From: Olga Bourlin (fauxever@sprynet.com)
Date: Sat May 31 2003 - 20:20:03 MDT
From: "Eliezer S. Yudkowsky" <sentience@pobox.com>
> Olga Bourlin wrote:
> >
> > If the comment, "I believe I was given a special gift from God" is *not*
> > arrogant, then what is? This kind of reminds me when a plane crashes
where
> > (i.e.) 199 people die and one person survives, the survivor usually
says,
> > "It's a miracle! God saved *me!*" God always get the credit (one
> > survivor), but never the blame (199 deaths). Each one of us (although
> > irreplaceable and exceedingly precious to ourselves and to those who
love
> > us) is one little monkey in 6,000,000,000+ (and counting). To believe
any
> > one of us is any more "special" to some supernatural unseen unknowable
> > nonexistent nonbeing-with-a-mean-streak is at the very least little
goofy,
> > and indubitably arrogant.

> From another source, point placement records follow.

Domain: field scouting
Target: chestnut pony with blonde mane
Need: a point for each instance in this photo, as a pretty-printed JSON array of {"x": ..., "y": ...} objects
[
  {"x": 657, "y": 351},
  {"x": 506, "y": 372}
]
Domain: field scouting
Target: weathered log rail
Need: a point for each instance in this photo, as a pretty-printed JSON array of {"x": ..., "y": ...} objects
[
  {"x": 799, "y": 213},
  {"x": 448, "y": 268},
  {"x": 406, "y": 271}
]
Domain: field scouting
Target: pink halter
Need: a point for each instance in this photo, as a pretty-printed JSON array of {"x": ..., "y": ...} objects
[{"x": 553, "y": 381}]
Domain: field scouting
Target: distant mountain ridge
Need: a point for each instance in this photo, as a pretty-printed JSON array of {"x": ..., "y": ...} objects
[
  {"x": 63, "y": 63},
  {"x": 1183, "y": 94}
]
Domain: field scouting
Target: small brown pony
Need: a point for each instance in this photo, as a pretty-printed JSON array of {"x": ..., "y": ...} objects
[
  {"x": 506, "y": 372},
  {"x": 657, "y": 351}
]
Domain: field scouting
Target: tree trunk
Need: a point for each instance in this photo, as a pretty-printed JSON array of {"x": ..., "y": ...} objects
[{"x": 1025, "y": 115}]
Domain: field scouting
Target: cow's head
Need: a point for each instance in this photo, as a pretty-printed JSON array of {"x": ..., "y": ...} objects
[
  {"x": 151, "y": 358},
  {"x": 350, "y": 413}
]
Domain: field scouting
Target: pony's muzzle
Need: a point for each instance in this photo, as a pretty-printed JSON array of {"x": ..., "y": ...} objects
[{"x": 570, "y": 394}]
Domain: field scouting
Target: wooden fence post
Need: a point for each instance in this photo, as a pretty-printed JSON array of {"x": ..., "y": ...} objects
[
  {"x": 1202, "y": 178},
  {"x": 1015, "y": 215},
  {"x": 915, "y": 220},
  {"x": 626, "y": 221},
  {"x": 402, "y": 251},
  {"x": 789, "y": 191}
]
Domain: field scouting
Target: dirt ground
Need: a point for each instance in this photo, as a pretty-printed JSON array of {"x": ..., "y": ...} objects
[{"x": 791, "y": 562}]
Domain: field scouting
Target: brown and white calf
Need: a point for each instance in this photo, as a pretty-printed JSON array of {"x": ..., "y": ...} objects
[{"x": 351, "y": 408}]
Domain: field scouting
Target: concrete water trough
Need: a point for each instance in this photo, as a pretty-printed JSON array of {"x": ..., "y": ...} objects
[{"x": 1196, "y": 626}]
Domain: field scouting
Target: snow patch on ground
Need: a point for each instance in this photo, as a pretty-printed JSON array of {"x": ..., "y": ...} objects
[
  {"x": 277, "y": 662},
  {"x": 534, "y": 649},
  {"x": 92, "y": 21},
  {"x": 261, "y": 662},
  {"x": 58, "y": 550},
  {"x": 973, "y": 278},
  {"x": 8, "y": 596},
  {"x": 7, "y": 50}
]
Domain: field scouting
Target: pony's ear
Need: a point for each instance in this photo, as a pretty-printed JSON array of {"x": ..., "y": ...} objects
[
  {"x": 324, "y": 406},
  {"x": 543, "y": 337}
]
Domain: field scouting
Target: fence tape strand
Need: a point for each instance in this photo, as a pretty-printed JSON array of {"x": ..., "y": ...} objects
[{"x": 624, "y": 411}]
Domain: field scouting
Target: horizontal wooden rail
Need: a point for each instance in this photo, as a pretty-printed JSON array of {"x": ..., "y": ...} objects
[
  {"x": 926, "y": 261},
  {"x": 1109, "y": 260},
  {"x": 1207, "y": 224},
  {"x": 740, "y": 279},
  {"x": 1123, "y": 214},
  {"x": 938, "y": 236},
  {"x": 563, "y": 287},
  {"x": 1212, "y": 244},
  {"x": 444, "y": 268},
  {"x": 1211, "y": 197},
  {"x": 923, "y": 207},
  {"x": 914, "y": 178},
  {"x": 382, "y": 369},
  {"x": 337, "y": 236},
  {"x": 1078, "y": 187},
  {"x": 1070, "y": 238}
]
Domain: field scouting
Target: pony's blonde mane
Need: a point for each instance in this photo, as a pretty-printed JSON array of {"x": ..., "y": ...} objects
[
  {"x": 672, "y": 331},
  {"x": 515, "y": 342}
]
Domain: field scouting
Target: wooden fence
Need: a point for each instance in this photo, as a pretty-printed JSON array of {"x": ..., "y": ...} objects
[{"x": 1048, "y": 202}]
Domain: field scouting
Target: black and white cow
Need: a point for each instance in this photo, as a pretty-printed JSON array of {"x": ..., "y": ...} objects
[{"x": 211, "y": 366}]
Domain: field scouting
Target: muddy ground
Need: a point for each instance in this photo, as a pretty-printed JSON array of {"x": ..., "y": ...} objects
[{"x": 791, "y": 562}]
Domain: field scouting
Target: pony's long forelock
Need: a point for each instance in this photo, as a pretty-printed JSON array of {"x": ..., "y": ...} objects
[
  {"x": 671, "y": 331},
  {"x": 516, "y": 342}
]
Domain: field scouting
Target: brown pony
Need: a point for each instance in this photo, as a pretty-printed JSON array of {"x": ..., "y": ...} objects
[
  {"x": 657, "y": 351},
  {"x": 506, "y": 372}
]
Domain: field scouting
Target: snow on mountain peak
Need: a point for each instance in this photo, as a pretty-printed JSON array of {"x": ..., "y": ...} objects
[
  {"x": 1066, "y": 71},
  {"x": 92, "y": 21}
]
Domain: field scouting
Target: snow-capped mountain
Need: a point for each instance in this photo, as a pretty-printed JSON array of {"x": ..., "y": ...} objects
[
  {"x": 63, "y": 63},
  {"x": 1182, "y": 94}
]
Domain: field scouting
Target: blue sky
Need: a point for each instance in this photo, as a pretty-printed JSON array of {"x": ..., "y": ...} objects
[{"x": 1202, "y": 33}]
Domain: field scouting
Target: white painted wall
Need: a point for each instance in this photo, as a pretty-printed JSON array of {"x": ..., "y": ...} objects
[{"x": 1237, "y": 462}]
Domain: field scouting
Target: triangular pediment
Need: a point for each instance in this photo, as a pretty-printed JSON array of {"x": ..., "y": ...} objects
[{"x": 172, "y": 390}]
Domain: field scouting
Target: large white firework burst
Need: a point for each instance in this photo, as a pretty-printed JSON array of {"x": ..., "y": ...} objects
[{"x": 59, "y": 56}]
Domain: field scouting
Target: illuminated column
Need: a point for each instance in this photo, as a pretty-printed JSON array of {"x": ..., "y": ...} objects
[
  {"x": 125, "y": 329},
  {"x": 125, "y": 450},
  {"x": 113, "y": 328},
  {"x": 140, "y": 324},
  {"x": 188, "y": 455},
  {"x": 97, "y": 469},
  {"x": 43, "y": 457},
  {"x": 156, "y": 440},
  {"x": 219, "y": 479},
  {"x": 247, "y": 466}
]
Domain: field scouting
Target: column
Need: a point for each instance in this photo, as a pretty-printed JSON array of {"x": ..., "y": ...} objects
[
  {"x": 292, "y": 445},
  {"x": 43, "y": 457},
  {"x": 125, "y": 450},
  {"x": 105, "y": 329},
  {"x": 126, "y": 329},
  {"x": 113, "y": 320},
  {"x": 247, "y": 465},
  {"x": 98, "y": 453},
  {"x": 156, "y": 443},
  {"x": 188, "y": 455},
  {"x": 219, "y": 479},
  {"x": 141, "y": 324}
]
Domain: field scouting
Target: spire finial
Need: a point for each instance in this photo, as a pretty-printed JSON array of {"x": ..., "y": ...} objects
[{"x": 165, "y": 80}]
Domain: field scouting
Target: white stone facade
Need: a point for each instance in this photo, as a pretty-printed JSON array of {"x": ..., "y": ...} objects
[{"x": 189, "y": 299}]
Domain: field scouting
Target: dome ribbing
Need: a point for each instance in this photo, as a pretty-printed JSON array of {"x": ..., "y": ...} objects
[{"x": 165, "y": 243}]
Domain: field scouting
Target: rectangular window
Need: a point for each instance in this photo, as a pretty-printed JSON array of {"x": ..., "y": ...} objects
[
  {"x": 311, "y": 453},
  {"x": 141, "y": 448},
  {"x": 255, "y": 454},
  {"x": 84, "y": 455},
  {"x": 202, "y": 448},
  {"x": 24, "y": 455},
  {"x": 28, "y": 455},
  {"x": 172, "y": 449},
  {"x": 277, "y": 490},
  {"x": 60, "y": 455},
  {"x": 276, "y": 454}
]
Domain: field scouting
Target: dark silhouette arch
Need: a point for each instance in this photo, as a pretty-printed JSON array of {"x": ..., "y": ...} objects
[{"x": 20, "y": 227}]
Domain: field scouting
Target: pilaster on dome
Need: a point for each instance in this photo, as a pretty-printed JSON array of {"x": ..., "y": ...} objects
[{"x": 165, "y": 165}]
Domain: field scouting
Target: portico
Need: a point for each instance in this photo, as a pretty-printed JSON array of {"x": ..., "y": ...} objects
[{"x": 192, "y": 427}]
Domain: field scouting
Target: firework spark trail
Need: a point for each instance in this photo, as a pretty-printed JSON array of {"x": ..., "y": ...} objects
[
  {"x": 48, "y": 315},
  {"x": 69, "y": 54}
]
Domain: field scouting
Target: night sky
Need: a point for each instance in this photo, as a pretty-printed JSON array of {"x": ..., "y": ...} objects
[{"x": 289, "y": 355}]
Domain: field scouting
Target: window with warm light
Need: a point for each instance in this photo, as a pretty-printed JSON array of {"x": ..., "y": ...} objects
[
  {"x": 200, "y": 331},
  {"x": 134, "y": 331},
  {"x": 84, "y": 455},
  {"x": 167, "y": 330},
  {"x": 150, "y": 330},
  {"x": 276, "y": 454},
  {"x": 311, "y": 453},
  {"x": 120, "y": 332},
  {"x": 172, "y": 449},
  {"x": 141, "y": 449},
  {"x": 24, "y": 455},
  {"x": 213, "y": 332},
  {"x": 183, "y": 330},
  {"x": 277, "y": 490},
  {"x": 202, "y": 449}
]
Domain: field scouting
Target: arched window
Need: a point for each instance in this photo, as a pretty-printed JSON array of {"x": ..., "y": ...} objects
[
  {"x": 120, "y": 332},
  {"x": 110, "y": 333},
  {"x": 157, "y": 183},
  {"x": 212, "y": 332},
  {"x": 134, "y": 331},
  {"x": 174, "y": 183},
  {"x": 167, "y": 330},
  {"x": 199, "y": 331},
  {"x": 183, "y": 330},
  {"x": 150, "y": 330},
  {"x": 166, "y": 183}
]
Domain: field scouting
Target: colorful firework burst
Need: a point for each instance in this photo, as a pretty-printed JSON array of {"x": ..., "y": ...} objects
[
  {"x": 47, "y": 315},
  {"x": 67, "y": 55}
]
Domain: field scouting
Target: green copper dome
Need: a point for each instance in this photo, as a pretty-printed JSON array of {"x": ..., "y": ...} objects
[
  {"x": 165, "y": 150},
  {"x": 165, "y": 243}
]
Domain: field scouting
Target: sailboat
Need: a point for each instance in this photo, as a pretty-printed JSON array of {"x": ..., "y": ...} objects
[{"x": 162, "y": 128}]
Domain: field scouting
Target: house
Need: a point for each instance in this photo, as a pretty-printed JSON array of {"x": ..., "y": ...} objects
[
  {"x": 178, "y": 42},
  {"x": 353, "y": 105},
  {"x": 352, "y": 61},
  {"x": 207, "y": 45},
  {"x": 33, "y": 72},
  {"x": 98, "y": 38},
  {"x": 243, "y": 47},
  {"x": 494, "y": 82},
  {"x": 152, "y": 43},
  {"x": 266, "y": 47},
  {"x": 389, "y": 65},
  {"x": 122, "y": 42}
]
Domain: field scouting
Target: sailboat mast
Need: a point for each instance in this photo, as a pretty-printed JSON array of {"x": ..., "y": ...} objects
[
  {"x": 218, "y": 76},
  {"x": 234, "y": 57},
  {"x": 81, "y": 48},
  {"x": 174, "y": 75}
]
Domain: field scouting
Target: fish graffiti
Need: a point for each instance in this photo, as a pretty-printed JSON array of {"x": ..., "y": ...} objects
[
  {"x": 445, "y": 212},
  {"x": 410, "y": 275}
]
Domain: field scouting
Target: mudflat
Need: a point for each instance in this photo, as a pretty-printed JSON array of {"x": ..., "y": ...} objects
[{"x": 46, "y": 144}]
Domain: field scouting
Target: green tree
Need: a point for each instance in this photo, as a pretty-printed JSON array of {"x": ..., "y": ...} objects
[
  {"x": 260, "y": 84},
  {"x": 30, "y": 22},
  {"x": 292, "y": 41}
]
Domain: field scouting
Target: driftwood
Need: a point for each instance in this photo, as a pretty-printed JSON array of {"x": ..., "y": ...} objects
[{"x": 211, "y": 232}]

In short, the unfortunate (but right on)
phrase
> > "get over yourself" comes to mind ...
>
> Er... leaving aside the question of why someone else's attitude should
> even anger you in the first place: any person not already a signed and
> sealed rationalist, who walks out the sole survivor of a train crash that
> killed 199 other people, can be forgiven for wondering whether something
> strange is going on.
People are entitled to their attitudes - and I'm not angry at their
attitudes as long as those attitudes don't hurt anyone. (But when zombie
god warriors fly planes into skyscrapers; when a mother in Texas stones 2
out of three of her sons to death on God's orders; when stem cell research -
and other kinds of scientific research - is held back so as not to offend
the sacred You-Know-Who ... well, all right, I can get a tad bent - but sad,
mostly).
If you are a naive statistician, it requires no
> great bias toward self-importance - it is only natural - to look at the
> smoking wreckage and say to yourself: "What the heck?" I see no reason
> why the same train of thought should not honestly occur to a 13-year-old
> who finds himself graduating college.
Certainly, I can understand why a 13-year-old would think that (most
teenagers are prone to narcissism, anyway - it's probably even an important
developmental step). I was just saying that that's an arrogant statement
(and I still think it is, even though understandable as in the case of Greg
Smith). Years ago Carl Sagan wrote an article (it's reprinted in one of his
books, I don't remember which one offhand) for Parade Magazine with the
title: "We Are Nothing Special." He got it right.